Author : William Edward Burghardt Du Bois
Publisher : Wentworth Press
Page : 74 pages
File Size : 10,39 MB
Release : 2019-04-10
Category :
ISBN : 9781012685997
This work has been selected by scholars as being culturally important, and is part of the knowledge base of civilization as we know it. This work was reproduced from the original artifact, and remains as true to the original work as possible. Therefore, you will see the original copyright references, library stamps (as most of these works have been housed in our most important libraries around the world), and other notations in the work. This work is in the public domain in the United States of America, and possibly other nations. Within the United States, you may freely copy and distribute this work, as no entity (individual or corporate) has a copyright on the body of the work. As a reproduction of a historical artifact, this work may contain missing or blurred pages, poor pictures, errant marks, etc. Scholars believe, and we concur, that this work is important enough to be preserved, reproduced, and made generally available to the public. We appreciate your support of the preservation process, and thank you for being an important part of keeping this knowledge alive and relevant.

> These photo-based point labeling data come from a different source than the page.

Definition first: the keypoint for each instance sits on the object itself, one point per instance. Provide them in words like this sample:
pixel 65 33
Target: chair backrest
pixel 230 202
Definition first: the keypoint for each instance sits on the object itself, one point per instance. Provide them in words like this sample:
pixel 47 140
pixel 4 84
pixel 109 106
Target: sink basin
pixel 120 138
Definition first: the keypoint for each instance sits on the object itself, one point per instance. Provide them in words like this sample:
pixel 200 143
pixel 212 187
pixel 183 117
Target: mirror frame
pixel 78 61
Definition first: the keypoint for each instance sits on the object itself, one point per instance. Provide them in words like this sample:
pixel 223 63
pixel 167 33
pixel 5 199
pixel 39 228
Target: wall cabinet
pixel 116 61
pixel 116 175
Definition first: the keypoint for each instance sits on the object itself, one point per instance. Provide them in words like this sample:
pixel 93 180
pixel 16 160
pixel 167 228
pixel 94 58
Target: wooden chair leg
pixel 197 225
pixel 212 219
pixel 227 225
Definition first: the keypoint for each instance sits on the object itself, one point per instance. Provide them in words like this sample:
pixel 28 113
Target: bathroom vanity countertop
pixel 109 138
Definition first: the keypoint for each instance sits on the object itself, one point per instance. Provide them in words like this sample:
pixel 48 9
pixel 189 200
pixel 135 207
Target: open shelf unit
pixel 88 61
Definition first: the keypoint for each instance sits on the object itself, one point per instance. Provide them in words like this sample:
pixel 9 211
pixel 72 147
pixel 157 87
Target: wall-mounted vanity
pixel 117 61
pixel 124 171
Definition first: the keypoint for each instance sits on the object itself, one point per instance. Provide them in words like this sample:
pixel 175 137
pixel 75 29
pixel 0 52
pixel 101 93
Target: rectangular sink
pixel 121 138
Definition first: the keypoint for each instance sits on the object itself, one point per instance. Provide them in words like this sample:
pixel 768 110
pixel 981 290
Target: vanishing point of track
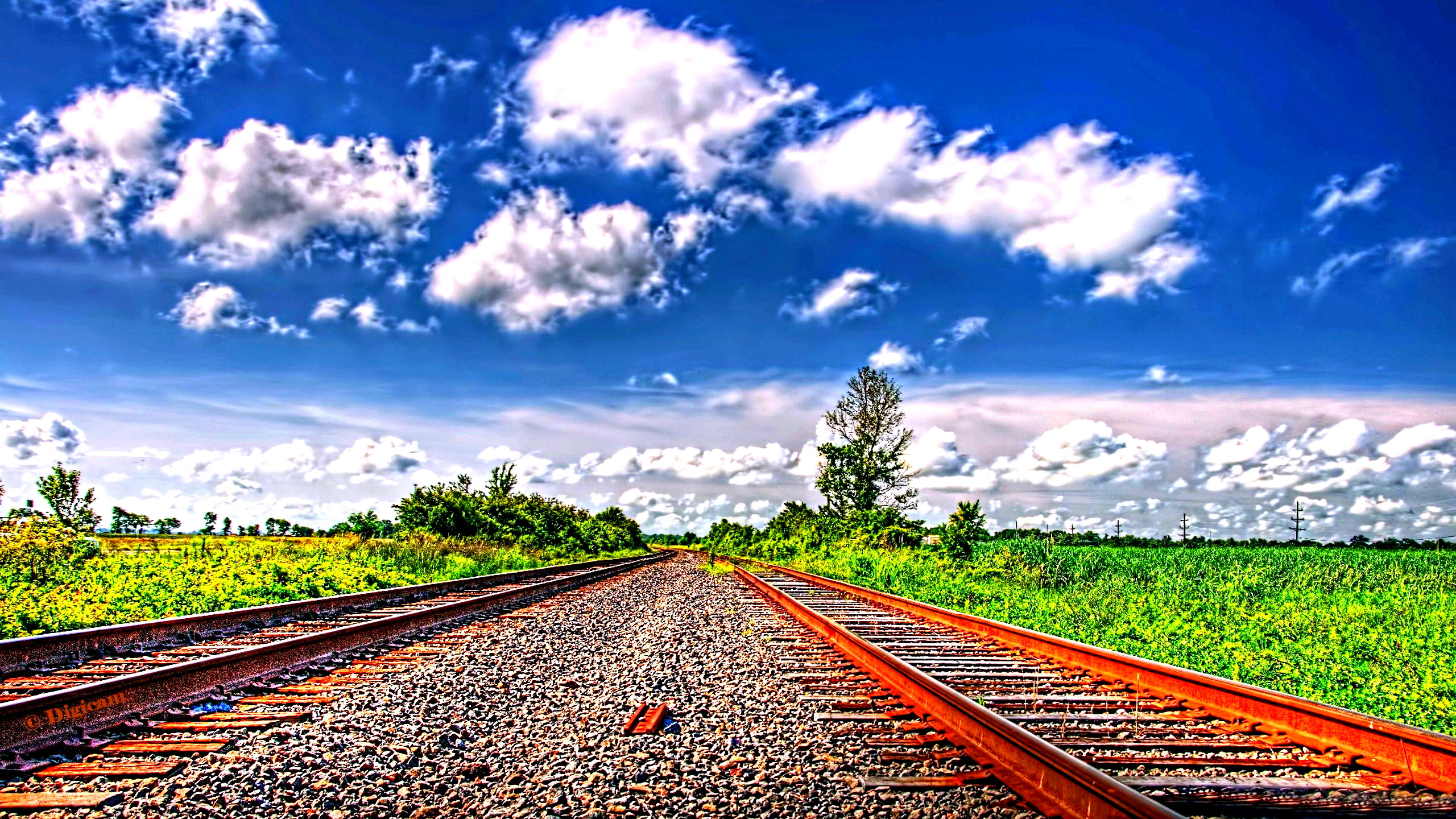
pixel 960 701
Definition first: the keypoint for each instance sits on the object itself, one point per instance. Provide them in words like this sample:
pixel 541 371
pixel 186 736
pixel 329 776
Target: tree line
pixel 868 490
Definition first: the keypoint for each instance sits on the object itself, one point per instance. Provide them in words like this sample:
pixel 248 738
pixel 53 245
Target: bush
pixel 41 550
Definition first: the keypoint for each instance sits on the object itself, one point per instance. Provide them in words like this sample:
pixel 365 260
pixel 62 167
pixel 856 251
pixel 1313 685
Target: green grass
pixel 1366 630
pixel 154 577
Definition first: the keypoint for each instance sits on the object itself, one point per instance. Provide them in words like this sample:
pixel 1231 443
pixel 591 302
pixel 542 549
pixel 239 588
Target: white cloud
pixel 89 164
pixel 1407 253
pixel 1151 271
pixel 970 327
pixel 1081 452
pixel 441 69
pixel 263 193
pixel 1330 270
pixel 1378 504
pixel 1401 254
pixel 329 309
pixel 938 464
pixel 688 229
pixel 194 34
pixel 660 381
pixel 660 512
pixel 896 359
pixel 746 465
pixel 1160 375
pixel 494 174
pixel 210 467
pixel 213 307
pixel 851 295
pixel 648 95
pixel 1338 193
pixel 536 263
pixel 375 460
pixel 367 315
pixel 1060 196
pixel 40 442
pixel 1345 457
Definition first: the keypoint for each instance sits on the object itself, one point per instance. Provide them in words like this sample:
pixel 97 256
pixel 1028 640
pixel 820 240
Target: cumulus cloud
pixel 896 359
pixel 938 464
pixel 213 307
pixel 263 193
pixel 40 442
pixel 532 468
pixel 659 381
pixel 970 327
pixel 193 35
pixel 367 315
pixel 661 512
pixel 851 295
pixel 746 465
pixel 1062 196
pixel 295 458
pixel 1151 271
pixel 536 264
pixel 1394 255
pixel 86 164
pixel 1082 452
pixel 1416 250
pixel 1160 375
pixel 441 69
pixel 329 309
pixel 1378 504
pixel 648 95
pixel 1345 457
pixel 378 460
pixel 1330 271
pixel 1338 193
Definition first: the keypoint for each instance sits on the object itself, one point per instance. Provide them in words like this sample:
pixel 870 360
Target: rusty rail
pixel 1053 781
pixel 63 647
pixel 47 719
pixel 1428 758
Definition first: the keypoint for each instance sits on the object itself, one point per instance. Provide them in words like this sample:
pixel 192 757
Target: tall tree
pixel 63 490
pixel 867 471
pixel 503 481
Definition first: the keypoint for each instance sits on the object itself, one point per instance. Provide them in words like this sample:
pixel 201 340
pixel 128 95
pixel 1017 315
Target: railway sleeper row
pixel 94 771
pixel 1161 747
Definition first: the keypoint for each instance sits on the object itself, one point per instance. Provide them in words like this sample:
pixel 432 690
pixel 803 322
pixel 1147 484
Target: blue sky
pixel 1173 258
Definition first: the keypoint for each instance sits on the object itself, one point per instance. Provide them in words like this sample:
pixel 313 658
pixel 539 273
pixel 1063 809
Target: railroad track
pixel 1079 730
pixel 134 671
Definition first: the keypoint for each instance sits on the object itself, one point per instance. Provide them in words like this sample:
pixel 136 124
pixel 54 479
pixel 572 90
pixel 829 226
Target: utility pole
pixel 1298 521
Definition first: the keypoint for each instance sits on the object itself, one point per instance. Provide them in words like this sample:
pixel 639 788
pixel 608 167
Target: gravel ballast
pixel 526 721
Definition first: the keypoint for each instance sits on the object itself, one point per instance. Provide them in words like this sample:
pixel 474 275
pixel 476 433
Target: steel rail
pixel 1053 781
pixel 48 719
pixel 60 647
pixel 1426 757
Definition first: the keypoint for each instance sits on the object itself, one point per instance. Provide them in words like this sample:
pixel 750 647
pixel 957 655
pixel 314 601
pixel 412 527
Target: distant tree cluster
pixel 500 514
pixel 867 490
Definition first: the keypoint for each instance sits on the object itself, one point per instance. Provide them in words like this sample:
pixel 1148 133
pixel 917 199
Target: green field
pixel 1362 628
pixel 152 577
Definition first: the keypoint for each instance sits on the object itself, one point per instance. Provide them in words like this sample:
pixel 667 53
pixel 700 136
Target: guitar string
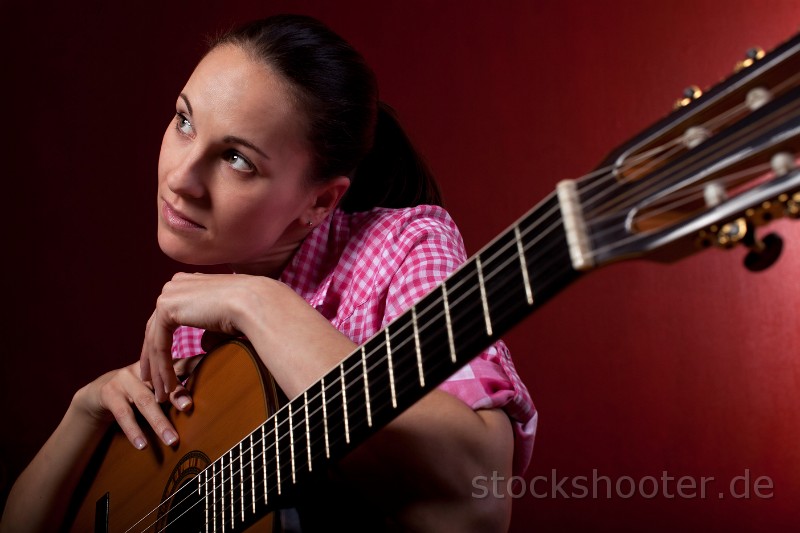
pixel 422 313
pixel 463 281
pixel 355 412
pixel 504 248
pixel 731 179
pixel 710 125
pixel 692 165
pixel 422 329
pixel 248 493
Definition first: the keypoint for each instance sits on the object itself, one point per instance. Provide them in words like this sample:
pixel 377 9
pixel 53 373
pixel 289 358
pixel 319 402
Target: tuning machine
pixel 751 56
pixel 690 94
pixel 763 252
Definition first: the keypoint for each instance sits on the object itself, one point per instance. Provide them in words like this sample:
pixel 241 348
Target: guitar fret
pixel 277 455
pixel 222 492
pixel 325 419
pixel 344 406
pixel 205 500
pixel 417 346
pixel 484 302
pixel 232 487
pixel 264 460
pixel 252 474
pixel 291 443
pixel 241 478
pixel 366 384
pixel 391 368
pixel 523 265
pixel 449 323
pixel 308 430
pixel 214 500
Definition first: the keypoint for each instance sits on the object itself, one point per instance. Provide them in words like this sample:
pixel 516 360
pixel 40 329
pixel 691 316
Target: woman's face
pixel 232 185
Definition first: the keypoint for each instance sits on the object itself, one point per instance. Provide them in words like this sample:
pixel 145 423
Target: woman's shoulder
pixel 388 224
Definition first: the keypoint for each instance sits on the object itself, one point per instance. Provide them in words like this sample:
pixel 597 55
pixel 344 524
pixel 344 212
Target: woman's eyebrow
pixel 230 139
pixel 188 105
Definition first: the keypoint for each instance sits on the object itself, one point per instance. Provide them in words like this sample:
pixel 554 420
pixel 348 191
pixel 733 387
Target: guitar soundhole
pixel 182 508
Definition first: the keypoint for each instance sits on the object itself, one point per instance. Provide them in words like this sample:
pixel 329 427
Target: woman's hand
pixel 296 343
pixel 199 300
pixel 115 394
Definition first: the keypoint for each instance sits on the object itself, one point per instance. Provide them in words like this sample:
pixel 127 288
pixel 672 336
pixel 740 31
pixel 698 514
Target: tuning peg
pixel 751 56
pixel 791 204
pixel 763 253
pixel 690 94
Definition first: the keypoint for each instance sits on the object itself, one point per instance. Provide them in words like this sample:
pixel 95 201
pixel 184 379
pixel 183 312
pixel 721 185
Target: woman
pixel 281 163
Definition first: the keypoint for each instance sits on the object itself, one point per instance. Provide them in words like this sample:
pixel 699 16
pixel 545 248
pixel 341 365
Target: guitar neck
pixel 490 293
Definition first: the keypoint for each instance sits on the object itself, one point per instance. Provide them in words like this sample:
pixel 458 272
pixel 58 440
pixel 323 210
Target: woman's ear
pixel 327 197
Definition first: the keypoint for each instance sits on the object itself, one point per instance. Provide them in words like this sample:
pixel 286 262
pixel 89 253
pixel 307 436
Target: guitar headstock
pixel 707 175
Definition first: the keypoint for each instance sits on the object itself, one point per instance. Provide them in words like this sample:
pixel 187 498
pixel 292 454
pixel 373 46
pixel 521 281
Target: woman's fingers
pixel 124 394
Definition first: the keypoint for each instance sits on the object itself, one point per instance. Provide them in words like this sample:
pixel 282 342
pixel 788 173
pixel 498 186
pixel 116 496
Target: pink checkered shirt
pixel 362 270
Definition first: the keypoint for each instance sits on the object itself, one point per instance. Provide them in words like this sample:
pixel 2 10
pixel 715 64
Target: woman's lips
pixel 176 219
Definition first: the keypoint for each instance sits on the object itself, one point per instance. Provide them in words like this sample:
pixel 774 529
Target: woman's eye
pixel 238 162
pixel 182 124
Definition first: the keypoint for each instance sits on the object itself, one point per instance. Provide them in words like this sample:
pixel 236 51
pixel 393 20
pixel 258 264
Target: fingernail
pixel 169 436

Author : William Edward Burghardt Du Bois
Publisher :
Page : 0 pages
File Size : 34,67 MB
Release : 1969
Category : African Americans
ISBN :
Author : Nathaniel Davis
Publisher : Greenwood
Page : 0 pages
File Size : 12,41 MB
Release : 1985-12-11
Category : Social Science
ISBN : 031324930X
Author : William Edward Burghardt Du Bois
Publisher :
Page : 71 pages
File Size : 46,92 MB
Release : 1969
Category : African Americans
ISBN :
Author :
Publisher : Martino Publishing
Page : 732 pages
File Size : 26,33 MB
Release : 1928
Category : Africa
ISBN :
Author : Barbara Boswell
Publisher : Wits University Press
Page : 250 pages
File Size : 25,39 MB
Release : 2020-09-01
Category : Literary Criticism
ISBN : 1776146220
Critically examines influential novels in English by eminent black female writers Studying these writers' key engagements with nationalism, race and gender during apartheid and the transition to democracy, Barbara Boswell traces the ways in which black women's fiction criticality interrogates narrow ideas of nationalism. She examines who is included and excluded, while producing alternative visions for a more just South African society. This is an erudite analysis of ten well-known South African writers, spanning the apartheid and post-apartheid era: Miriam Tlali, Lauretta Ngcobo, Farida Karodia, Agnes Sam, Sindiwe Magona, Zoë Wicomb, Rayda Jacobs, Yvette Christiansë, Kagiso Lesego Molope, and Zukiswa Wanner. Boswell argues that black women's fiction could and should be read as a subversive site of knowledge production in a setting, which, for centuries, denied black women's voices and intellects. Reading their fiction as theory, for the first time these writers' works are placed in sustained conversation with each other, producing an arc of feminist criticism that speaks forcefully back to the abuse of a racist, white-dominated, patriarchal power.